The regulations amend how EROs can send confirmation of registration to successful applicants, and what information that confirmation must contain. When EROs have conducted a review of an individual’s entitlement to registration, they will require the ERO to notify the individual in writing of the outcome and to provide information about the appeal process. They also require the ERO to send the individual notice in writing of the outcome of a review hearing, and to provide information about any appeal process.

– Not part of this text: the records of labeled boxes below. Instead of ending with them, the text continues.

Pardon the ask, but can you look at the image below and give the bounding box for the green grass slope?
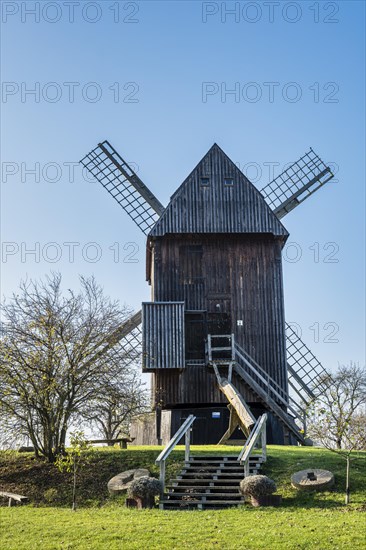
[0,446,366,550]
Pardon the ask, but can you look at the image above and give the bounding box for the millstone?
[291,468,334,491]
[108,468,150,495]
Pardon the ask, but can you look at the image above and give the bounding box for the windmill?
[81,141,333,443]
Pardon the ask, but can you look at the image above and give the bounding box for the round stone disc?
[291,468,334,491]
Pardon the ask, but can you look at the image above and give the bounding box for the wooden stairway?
[159,455,263,510]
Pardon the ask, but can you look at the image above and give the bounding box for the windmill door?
[207,297,232,335]
[185,311,207,364]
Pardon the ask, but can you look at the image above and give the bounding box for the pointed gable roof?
[150,143,288,239]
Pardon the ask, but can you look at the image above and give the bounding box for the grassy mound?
[0,446,366,550]
[0,446,366,508]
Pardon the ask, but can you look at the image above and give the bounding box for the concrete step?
[159,499,245,510]
[164,491,242,500]
[166,484,239,494]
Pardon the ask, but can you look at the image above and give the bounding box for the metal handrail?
[235,344,305,420]
[237,414,267,477]
[155,414,196,493]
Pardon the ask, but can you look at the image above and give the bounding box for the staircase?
[207,334,305,444]
[159,455,263,510]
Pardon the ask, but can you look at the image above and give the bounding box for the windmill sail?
[80,141,164,234]
[261,148,334,222]
[286,323,328,402]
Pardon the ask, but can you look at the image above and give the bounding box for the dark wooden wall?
[153,234,287,406]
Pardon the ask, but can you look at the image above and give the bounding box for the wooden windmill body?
[82,142,332,444]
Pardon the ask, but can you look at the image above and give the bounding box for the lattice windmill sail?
[80,141,164,234]
[261,148,333,219]
[286,323,327,404]
[81,141,333,443]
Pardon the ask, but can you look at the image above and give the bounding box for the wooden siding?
[153,365,256,408]
[154,235,287,405]
[142,302,185,372]
[150,144,288,239]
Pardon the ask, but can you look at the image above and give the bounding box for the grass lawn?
[0,446,366,550]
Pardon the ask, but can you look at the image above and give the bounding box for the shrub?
[43,487,58,504]
[240,475,277,498]
[128,476,162,499]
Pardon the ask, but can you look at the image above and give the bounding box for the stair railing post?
[184,428,191,462]
[159,460,165,495]
[261,422,267,461]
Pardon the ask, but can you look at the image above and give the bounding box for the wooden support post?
[261,422,267,462]
[227,361,233,383]
[184,428,191,462]
[159,460,165,495]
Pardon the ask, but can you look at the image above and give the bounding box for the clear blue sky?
[1,0,365,368]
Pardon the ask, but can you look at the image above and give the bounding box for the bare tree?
[0,274,136,462]
[307,363,366,504]
[85,365,149,445]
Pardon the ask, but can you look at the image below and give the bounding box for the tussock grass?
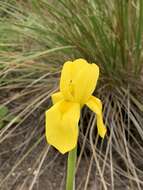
[0,0,143,190]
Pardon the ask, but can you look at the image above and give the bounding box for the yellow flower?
[46,59,106,153]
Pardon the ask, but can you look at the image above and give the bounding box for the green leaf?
[0,106,8,118]
[0,121,4,129]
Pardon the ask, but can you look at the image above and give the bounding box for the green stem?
[66,147,77,190]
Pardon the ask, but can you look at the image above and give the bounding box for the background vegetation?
[0,0,143,190]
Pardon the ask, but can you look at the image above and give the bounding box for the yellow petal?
[46,101,80,154]
[60,61,73,101]
[52,92,64,104]
[86,96,107,138]
[73,62,99,104]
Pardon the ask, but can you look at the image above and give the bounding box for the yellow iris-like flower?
[46,59,106,153]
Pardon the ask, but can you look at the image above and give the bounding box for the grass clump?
[0,0,143,190]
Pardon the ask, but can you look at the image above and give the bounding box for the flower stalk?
[66,146,77,190]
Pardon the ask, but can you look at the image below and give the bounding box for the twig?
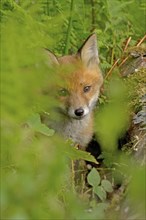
[136,35,146,47]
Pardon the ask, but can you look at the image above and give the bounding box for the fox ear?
[45,49,59,65]
[77,34,99,68]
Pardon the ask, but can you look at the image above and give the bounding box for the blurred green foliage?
[0,0,145,220]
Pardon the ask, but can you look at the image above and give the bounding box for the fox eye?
[83,86,91,93]
[58,88,69,96]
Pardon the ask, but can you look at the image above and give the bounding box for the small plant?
[87,168,113,201]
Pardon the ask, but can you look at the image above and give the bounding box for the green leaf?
[27,114,54,136]
[93,186,106,201]
[87,168,100,187]
[65,145,98,164]
[101,180,113,192]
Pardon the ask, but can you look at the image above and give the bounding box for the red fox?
[42,34,103,149]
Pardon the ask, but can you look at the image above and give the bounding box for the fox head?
[47,34,103,120]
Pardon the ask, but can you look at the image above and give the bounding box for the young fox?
[44,34,103,149]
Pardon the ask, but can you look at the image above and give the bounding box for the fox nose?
[75,108,84,116]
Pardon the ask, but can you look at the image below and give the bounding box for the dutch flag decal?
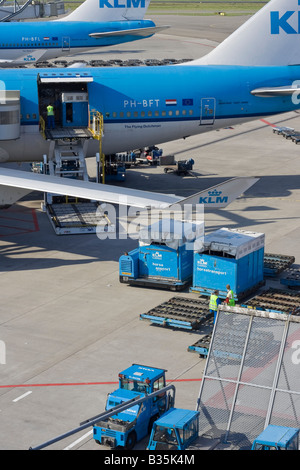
[165,100,177,106]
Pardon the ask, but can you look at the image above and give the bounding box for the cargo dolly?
[264,253,295,277]
[140,297,213,330]
[242,288,300,315]
[280,267,300,290]
[188,312,277,360]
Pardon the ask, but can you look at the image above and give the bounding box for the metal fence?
[197,306,300,449]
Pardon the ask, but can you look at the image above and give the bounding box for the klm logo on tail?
[99,0,145,8]
[270,0,300,34]
[199,189,228,204]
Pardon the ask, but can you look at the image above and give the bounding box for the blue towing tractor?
[93,364,174,450]
[251,424,300,450]
[147,408,200,450]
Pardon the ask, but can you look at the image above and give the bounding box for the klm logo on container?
[99,0,145,8]
[270,0,300,34]
[199,189,228,204]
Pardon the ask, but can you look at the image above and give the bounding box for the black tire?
[125,431,136,450]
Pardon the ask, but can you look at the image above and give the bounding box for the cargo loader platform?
[44,127,93,141]
[47,202,115,235]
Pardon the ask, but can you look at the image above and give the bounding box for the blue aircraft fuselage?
[0,65,300,161]
[0,20,155,63]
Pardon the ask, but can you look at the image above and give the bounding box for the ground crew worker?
[209,290,221,323]
[47,103,55,129]
[225,284,235,306]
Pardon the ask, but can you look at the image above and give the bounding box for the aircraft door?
[62,36,70,51]
[200,98,216,126]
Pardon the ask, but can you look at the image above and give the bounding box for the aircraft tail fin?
[187,0,300,66]
[63,0,150,22]
[170,176,259,209]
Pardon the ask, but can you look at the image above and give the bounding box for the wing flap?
[89,26,170,39]
[0,167,258,209]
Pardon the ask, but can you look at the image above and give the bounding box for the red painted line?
[31,209,40,232]
[261,119,276,127]
[0,379,202,388]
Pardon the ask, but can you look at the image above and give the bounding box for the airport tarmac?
[0,12,300,450]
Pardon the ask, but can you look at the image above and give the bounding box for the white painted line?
[13,390,32,402]
[64,430,93,450]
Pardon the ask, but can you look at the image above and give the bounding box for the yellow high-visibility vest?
[47,105,54,116]
[209,294,218,311]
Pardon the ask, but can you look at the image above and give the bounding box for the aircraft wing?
[251,86,300,98]
[89,25,170,39]
[0,167,258,209]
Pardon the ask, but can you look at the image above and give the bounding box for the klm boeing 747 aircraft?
[0,0,167,67]
[0,0,300,209]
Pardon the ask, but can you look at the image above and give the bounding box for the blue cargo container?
[119,219,204,290]
[190,228,265,300]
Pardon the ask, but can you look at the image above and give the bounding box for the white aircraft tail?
[61,0,150,22]
[187,0,300,66]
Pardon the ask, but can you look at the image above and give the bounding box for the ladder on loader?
[40,113,115,235]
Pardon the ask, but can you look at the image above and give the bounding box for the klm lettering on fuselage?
[199,190,228,204]
[99,0,145,8]
[270,0,300,34]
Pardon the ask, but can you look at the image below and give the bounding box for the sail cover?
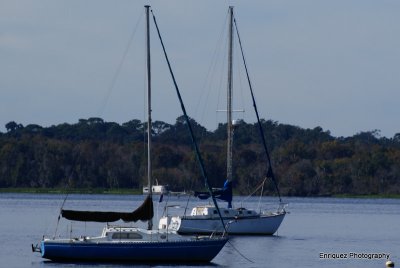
[61,195,154,222]
[194,180,232,207]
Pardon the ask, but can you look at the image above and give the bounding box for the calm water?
[0,194,400,268]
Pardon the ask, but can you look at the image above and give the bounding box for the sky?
[0,0,400,138]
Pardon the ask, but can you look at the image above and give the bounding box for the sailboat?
[159,6,286,235]
[32,6,228,262]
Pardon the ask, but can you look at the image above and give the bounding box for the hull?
[41,238,228,262]
[171,212,286,235]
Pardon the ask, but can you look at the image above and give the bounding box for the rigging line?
[195,10,228,122]
[151,10,226,232]
[240,177,268,203]
[98,9,144,114]
[234,33,246,119]
[233,15,282,202]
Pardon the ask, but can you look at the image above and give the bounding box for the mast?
[144,5,153,230]
[226,6,233,186]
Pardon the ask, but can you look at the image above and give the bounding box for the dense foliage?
[0,117,400,196]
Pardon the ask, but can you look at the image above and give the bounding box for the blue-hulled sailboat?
[32,6,228,262]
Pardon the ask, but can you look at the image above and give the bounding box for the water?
[0,194,400,268]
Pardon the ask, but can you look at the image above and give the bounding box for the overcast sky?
[0,0,400,138]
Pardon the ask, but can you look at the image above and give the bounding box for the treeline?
[0,117,400,196]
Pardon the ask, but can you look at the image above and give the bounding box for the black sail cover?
[61,195,154,222]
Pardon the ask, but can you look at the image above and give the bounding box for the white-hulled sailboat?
[32,6,228,262]
[159,7,286,235]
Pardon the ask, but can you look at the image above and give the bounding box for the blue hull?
[41,238,228,262]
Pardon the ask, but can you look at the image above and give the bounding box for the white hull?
[159,205,286,235]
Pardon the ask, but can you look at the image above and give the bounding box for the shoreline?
[0,188,400,199]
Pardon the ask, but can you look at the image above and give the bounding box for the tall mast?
[226,6,233,181]
[144,5,153,230]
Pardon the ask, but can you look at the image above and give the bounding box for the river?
[0,193,400,268]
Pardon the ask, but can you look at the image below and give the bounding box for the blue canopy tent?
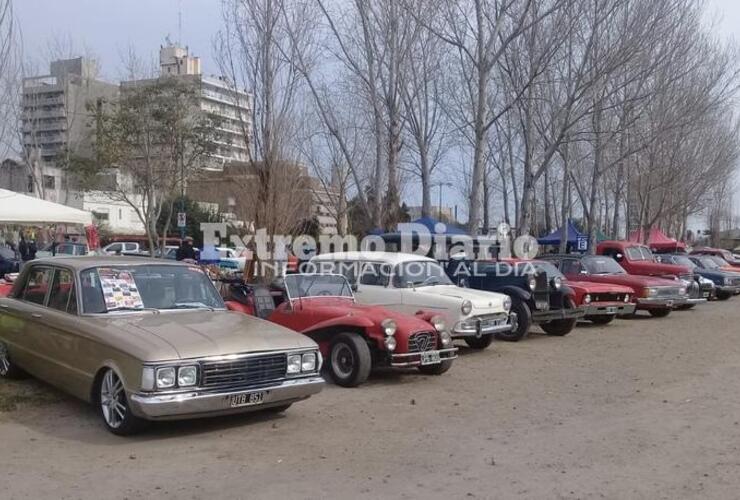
[537,220,588,250]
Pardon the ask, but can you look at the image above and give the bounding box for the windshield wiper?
[174,302,216,311]
[105,307,159,314]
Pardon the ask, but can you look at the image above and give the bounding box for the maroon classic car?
[596,241,694,280]
[222,274,457,387]
[541,254,689,318]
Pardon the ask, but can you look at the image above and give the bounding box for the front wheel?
[465,335,493,349]
[0,343,25,379]
[496,299,532,342]
[648,308,671,318]
[97,368,146,436]
[329,333,373,387]
[540,298,578,337]
[585,314,617,325]
[419,359,453,375]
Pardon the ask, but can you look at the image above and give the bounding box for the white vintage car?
[311,252,516,349]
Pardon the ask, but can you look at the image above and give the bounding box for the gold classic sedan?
[0,257,324,435]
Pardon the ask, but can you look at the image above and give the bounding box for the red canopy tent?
[629,227,686,252]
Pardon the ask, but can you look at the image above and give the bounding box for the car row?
[0,242,740,435]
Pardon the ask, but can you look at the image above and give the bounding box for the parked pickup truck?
[596,241,707,309]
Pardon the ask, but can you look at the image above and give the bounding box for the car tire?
[648,308,671,318]
[419,359,453,375]
[464,334,493,349]
[717,291,732,300]
[329,333,373,387]
[95,368,147,436]
[540,298,578,337]
[496,299,532,342]
[584,314,617,325]
[0,343,26,379]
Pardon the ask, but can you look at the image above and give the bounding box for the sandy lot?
[0,299,740,499]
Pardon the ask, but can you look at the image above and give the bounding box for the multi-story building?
[121,44,252,170]
[22,57,118,204]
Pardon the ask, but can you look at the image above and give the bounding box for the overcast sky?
[15,0,740,223]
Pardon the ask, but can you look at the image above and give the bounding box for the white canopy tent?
[0,189,92,226]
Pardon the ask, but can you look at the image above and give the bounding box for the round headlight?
[380,318,398,337]
[157,366,177,389]
[301,352,316,372]
[177,366,198,387]
[384,335,396,351]
[460,300,473,316]
[429,316,447,332]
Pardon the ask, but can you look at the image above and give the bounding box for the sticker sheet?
[98,268,144,311]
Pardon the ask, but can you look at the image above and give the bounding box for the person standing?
[175,236,198,261]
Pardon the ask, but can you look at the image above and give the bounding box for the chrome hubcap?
[0,344,10,376]
[100,370,127,429]
[331,344,355,378]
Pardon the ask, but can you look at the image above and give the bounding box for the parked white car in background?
[311,252,516,349]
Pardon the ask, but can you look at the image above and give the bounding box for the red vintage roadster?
[222,274,457,387]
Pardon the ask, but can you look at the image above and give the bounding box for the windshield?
[284,274,353,300]
[517,261,565,279]
[666,255,696,269]
[582,257,626,274]
[393,261,452,288]
[80,265,224,314]
[625,247,655,261]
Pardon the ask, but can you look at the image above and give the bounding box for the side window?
[21,267,51,305]
[47,269,75,311]
[360,262,391,287]
[560,259,581,274]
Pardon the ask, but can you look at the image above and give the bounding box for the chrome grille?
[200,353,288,388]
[409,332,437,352]
[591,293,626,302]
[656,286,681,297]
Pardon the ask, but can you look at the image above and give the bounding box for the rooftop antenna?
[177,0,182,45]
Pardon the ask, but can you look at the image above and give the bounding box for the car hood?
[416,285,508,314]
[93,310,317,361]
[565,280,634,294]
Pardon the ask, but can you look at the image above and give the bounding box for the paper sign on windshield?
[98,269,144,311]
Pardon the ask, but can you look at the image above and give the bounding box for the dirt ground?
[0,298,740,499]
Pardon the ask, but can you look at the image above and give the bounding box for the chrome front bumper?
[390,347,457,368]
[637,297,688,309]
[129,375,324,420]
[586,302,635,316]
[450,313,516,339]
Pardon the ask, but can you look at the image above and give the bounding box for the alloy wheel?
[331,344,355,377]
[100,370,128,429]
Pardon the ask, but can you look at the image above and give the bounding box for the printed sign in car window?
[98,268,144,311]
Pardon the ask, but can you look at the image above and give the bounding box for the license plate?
[421,351,442,365]
[230,391,266,408]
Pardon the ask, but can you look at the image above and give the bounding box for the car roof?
[28,255,186,269]
[311,251,437,265]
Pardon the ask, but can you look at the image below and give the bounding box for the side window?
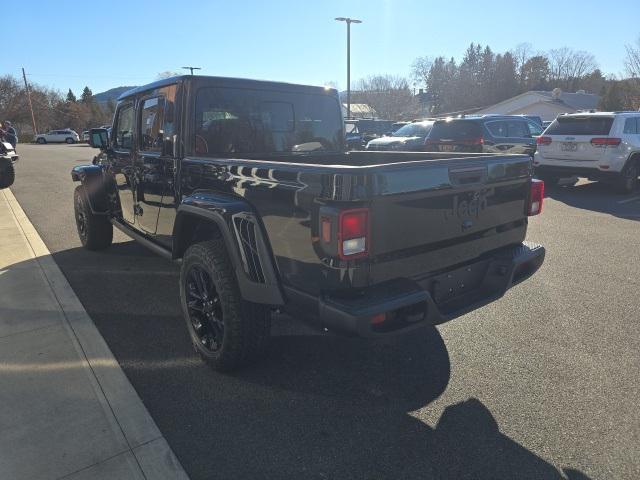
[114,105,135,150]
[487,122,507,137]
[623,117,640,133]
[140,97,164,152]
[507,120,531,138]
[527,122,544,137]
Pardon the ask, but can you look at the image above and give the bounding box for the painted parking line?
[617,197,640,205]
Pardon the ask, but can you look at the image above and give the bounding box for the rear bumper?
[318,243,545,337]
[534,165,620,180]
[0,155,20,163]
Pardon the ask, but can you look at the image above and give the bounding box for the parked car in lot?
[522,115,543,127]
[71,75,544,370]
[34,128,80,143]
[345,119,394,150]
[533,112,640,193]
[425,115,542,156]
[367,120,433,151]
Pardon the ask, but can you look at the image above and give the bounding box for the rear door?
[539,115,613,162]
[110,102,136,224]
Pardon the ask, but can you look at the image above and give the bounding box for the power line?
[22,67,38,135]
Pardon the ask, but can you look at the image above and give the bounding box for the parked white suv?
[35,128,80,143]
[533,112,640,193]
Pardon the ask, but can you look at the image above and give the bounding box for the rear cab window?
[622,117,640,134]
[544,116,613,136]
[429,120,482,140]
[113,103,135,150]
[193,87,344,156]
[140,96,164,152]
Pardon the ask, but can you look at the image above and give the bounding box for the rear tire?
[0,161,16,189]
[73,185,113,250]
[615,161,640,193]
[180,234,271,372]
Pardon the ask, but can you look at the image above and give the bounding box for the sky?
[7,0,640,95]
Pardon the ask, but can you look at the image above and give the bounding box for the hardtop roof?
[118,75,337,101]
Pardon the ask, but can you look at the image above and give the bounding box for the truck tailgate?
[370,155,531,273]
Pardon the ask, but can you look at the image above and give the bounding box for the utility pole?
[336,17,362,118]
[182,67,202,75]
[22,67,38,135]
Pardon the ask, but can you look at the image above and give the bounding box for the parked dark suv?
[425,115,542,156]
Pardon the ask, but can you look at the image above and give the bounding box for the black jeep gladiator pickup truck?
[71,76,544,370]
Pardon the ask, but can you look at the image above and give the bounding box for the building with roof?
[342,103,378,118]
[474,88,600,121]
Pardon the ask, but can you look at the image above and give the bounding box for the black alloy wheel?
[184,265,224,353]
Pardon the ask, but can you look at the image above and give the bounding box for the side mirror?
[89,128,109,150]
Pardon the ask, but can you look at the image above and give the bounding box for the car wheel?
[180,238,271,371]
[73,185,113,250]
[616,161,640,193]
[0,160,16,189]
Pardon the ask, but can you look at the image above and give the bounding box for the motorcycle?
[0,142,20,189]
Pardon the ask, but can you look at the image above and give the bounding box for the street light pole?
[182,67,202,75]
[336,17,362,118]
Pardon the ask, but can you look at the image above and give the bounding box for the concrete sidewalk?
[0,189,187,480]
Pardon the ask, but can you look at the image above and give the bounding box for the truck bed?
[182,152,531,295]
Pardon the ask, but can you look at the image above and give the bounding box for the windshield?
[544,116,613,135]
[392,123,433,137]
[194,88,343,156]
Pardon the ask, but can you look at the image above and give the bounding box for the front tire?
[0,161,16,189]
[180,239,271,372]
[73,185,113,250]
[616,161,640,193]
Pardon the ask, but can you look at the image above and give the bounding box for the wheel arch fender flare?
[71,165,110,215]
[172,192,285,305]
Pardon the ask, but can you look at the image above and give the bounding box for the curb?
[0,189,189,480]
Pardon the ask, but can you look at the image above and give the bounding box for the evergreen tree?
[80,87,93,103]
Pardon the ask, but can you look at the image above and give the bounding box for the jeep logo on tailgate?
[444,190,489,225]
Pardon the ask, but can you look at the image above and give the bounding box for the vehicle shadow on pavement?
[38,242,588,480]
[545,182,640,221]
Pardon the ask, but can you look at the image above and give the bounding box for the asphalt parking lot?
[12,145,640,480]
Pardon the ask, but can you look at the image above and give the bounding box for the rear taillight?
[591,137,622,147]
[527,178,544,217]
[338,208,369,260]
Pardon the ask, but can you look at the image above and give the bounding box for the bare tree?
[351,75,417,120]
[411,57,433,86]
[624,36,640,79]
[549,47,598,90]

The regulations amend the categories of case in which the ERO does not need to send a letter to any person affected by an alteration to the electoral register. The Government are also taking the opportunity to correct an error in the 2001 regulations about personal identifiers for absent voters. I hope that that clarifies where we have gone in the regulations. It is all relatively detailed, but I hope that it shows that we have been paying attention to many of the comments made and responses to the consultation.
Finally, my shadow counterpart asked about the Sewel convention. I am informed that it does not apply specifically in this case. However, as I hope he would expect, we have consulted with the devolved Governments, and Scotland has certainly indicated that it is happy with the regulations, so we have proceeded on that basis. I hope that that answers the hon. Gentleman’s questions, and that we can move to what I hope is a widely supported approval of the measures.
Question put and agreed to.
DRAFT REPRESENTATION OF THE PEOPLE (SCOTLAND) (AMENDMENT) (No. 2) REGULATIONS 2015
Resolved,
That the Committee has considered the draft Representation of the People (Scotland) (Amendment) (No. 2) Regulations 2015.—(John Penrose.)